The first miracle of my foray into Iberian America was the rediscovery of bread, specifically the wonderful (mainly Cuban) pan de agua, the local baguette, crusty and emphatic in flavour. I quickly learnt to love and admire the bife encebollado, or steak and onions, the lunchtime staple for most islanders, as well as the Puerto Rican asopao, a rich Galician broth with rice powerfully flavoured with fresh coriander.
But what astonished me was the island's fruit, which at that time hardly figured at all in the cuisine, save as fresh fruit, eaten separately. Now it has entered the mainstream.
Our first house in Puerto Rico had a garden of perhaps an acre. An amiable old man tended it desultorily so that it was not totally overrun, for in that semi-tropical Garden of Eden, basking in the trade winds and amply watered, the problem was to control nature's fertility, not to enhance it. Our driveway, barely 50 yards long, featured four majestic avocado trees which, in fruit, would have sustained all the restaurants in London. Alas, we could never get through more than a dozen a day, even in those weeks when we ate little else.

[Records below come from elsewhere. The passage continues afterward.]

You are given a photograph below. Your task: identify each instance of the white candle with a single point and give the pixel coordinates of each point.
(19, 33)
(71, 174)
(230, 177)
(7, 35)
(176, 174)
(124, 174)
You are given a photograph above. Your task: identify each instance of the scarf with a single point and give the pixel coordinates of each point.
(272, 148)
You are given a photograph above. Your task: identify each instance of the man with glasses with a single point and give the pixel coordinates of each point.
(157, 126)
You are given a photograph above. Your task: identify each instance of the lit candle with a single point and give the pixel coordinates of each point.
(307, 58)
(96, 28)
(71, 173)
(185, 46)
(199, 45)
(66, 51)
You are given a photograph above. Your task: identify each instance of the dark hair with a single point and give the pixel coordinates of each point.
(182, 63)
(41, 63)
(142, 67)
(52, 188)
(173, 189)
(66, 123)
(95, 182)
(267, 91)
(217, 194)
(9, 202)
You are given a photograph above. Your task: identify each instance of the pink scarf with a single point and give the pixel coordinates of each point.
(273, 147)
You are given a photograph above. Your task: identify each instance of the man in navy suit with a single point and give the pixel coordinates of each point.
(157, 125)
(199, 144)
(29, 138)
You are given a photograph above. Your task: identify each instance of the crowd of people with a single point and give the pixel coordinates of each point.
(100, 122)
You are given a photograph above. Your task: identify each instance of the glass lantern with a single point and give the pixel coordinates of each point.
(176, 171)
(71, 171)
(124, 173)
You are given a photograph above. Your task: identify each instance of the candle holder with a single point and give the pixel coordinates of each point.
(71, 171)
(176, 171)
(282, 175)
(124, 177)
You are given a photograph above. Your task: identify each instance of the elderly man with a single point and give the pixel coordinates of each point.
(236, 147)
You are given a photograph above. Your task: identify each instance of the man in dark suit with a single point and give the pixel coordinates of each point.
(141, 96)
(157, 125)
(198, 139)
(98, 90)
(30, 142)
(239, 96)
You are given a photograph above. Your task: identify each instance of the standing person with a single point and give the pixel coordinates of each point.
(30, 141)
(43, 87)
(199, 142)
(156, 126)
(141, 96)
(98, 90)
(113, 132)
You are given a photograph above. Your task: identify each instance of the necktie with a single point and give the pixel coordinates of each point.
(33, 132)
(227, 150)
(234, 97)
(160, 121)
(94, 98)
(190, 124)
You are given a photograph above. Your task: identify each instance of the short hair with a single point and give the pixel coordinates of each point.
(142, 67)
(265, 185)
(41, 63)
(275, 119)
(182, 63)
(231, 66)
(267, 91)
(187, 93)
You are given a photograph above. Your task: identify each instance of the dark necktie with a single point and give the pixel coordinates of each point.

It was in Puerto Rico that I learnt that juice from an orange you pick yourself bears no relation to juice from an orange picked commercially and sent, refrigerated and bruised, God knows how many thousands of miles. Did I wish to drink the local rum (some of which is as fine as old cognac)? I had only to reach out for a lime or a lemon. We had our own grapefuit and pineapples, each of several varieties. It was simply a matter of learning to eat fruit absolutely fresh and picked at the moment of perfect ripeness.
As for bananas, of which we had a dozen varieties spreading their giant leaves and swollen purple reproductive organs down the slope, I became literally addicted to the baby apple-banana; the giant plantain, fried and peppered, became our staple starch.
Nor is this all. We had quince, four or five kinds of mango, acerolas and many other fruits far more exotic. The huge breadfruit, like its root counterpart, manioc, was just about the only fruit we resisted.
It was interesting to see the use made of this fertility at my resort on the island's east coast. There a French chef had set up shop; and there he, like so many before him, had adapted his cooking to this huge variety of fruity sweetness and tartness. Asked to cook a large fish, one day it came basking in a mango sauce, the next, wrapped in a banana leaf and baked in fruit punch.
Underlying all these exotic flavours, however, was a certain Franco-Hispanic serenity: of things straightforwardly cooked but always with an accent of spice, permeated by peppers or allspice, occasionally scented with clove or coriander. Rice came with garlic and wisps of coriander; the vinegars were stuffed with herbs.
Paradise indeed, but for one thing I remembered well from my earlier stay: that wine was hugely expensive. But though the prices had not gone down (after all, wine has to be imported, and kept in an unfavourable climate) the variety had increased enormously. How well a potent rioja went with fruit-scented beef] How delectable a gewurztraminer with sweet crabs] No wonder the world's population is shifting towards the sun.